Il blitz della finanza e le accuse del pentito.

Tanta carne sul fuoco che preoccupa i vigilantes che prima di chiedere aiuto alla Filcams sono stati gli incolpevoli spettatori delle accuse di infiltrazione mafiosa mosse alla società dal collaboratore di giustizia Paolo Mirabile e al sequestro effettuato dalla guardia di finanza, emesso dal gip del tribunale di Caltagirone su richiesta della procura di Catania, di beni e conto-correnti per un valore di 2,8 milioni di euro a due ex soci, Giuseppe Sberna 57 anni e Angela Serafina Paterniti di 53 anni. I due, riconducibili alla famiglia del titolare de la “Sicurezza Italia”, il 20 dicembre 2017 sono stati accusati dalla guardia di finanza dei reati di omesso versamento di ritenute fiscali e di iva. “Il gip, per garantire all’erario il recupero di un importo equivalente alle imposte evase ha chiesto anche il sequestro della sede dell’istituto di vigilanza, a Raddusa, costituita da 27 vani, oltre a 19 conti correnti e 2 depositi bancari riconducibili ai due indagati”.

Il blitz della guardia di finanza ha avuto ripercussioni immediate sulla gestione dell’istituto, caratterizzate dall’improvviso valzer degli amministratori.

L’improvviso valzer degli amministratori.
Nell’ultimo mese la società di Raddusa ne ha cambiati tre.
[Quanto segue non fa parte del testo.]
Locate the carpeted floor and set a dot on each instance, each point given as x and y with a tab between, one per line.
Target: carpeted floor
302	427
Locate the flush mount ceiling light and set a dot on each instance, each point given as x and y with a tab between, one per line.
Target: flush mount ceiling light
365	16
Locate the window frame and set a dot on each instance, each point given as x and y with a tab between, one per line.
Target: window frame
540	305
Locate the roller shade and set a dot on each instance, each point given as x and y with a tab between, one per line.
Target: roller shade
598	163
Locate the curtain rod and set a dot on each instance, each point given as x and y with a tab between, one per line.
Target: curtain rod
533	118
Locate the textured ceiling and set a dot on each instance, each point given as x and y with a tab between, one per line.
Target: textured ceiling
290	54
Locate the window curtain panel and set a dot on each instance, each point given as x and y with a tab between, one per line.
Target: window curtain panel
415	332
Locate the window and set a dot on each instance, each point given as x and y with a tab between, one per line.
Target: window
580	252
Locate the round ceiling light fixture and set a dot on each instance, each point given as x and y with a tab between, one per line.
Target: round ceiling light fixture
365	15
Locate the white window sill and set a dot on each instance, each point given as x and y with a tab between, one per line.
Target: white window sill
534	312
Ad aprire le danze ci aveva pensato Luca Antonino Strano, oggi disoccupato dopo due anni di gestione de la “Sicurezza Italia”. Era stato voluto dal cognato Giuseppe Sberna, finito a dicembre nel blitz delle fiamme gialle. “Ho chiesto al prefetto di Catania la revoca della licenza – assicura Luca Strano – dal momento in cui la stessa farebbe riferimento alla mia persona. Attualmente la società ha l’antimafia scaduto – precisa – ma è stata presentata istanza di rinnovo. Dopo di me hanno nominato Salvatore Mancuso, che si è subito dimesso, e Giuseppe Ciantia Di Dio”, già amministratore della società “Cia security” dichiarata fallita dal giudice del tribunale di Siracusa, Sebastiano Cassaniti, con sentenza del 30 maggio 2016.
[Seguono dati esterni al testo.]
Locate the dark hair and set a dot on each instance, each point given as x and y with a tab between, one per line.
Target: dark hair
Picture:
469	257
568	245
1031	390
Le dichiarazioni di Luca Antonino Strano.
“A 48 anni non avevo più voglia di stare sul filo del rasoio – racconta l’ormai ex amministratore Strano – Voglio vivere più serenamente, senza quelle difficoltà quotidiane che erano diventate troppe tra solleciti dei sindacati di tutte le aree geografiche, visite della finanza, e continue richieste di malattia dei dipendenti ormai esausti dalla mancanza di carburante dei mezzi e dai ritardi degli stipendi.
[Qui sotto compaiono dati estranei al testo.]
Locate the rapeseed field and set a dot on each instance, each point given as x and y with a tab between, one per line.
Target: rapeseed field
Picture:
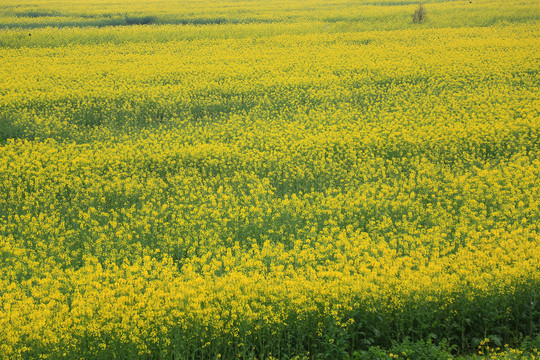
230	179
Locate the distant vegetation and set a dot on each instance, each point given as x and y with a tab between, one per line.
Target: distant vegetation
269	180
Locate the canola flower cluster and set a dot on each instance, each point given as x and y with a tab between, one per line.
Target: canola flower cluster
167	193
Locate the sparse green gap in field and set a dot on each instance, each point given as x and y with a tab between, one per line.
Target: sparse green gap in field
269	180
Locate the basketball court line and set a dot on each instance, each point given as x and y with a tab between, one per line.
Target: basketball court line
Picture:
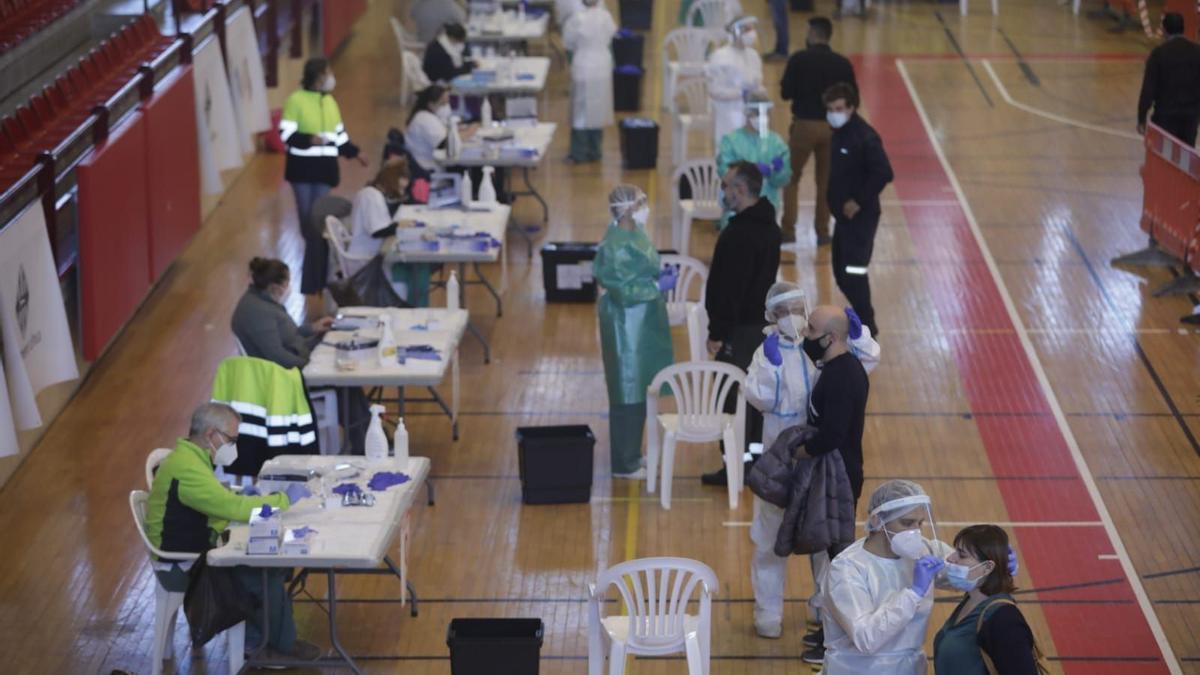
1042	380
La prefettura – conclude Strano – dovrebbe nominare qualcuno con tutti i requisiti di legge”.

Il neo amministratore de “Sicurezza Italia” smorza i toni anche sull’operazione della guardia di finanza.
“Le accuse del pentito non mi riguardano – sottolinea Di Dio – e il sequestro della guardia di finanza, che interessa due precise persone e non la società, oggi è oggetto di ricorso. E’ scattato immediatamente dopo avere aderito alla rottamazione bis. C’erano rateazioni in corso ma loro hanno sequestrato anche un conto-corrente dove viene erogata la pensione alla mamma del signor Sberna e quello legato al mantenimento degli studi universitari della figlia. Si fa confusione per fare notizia”.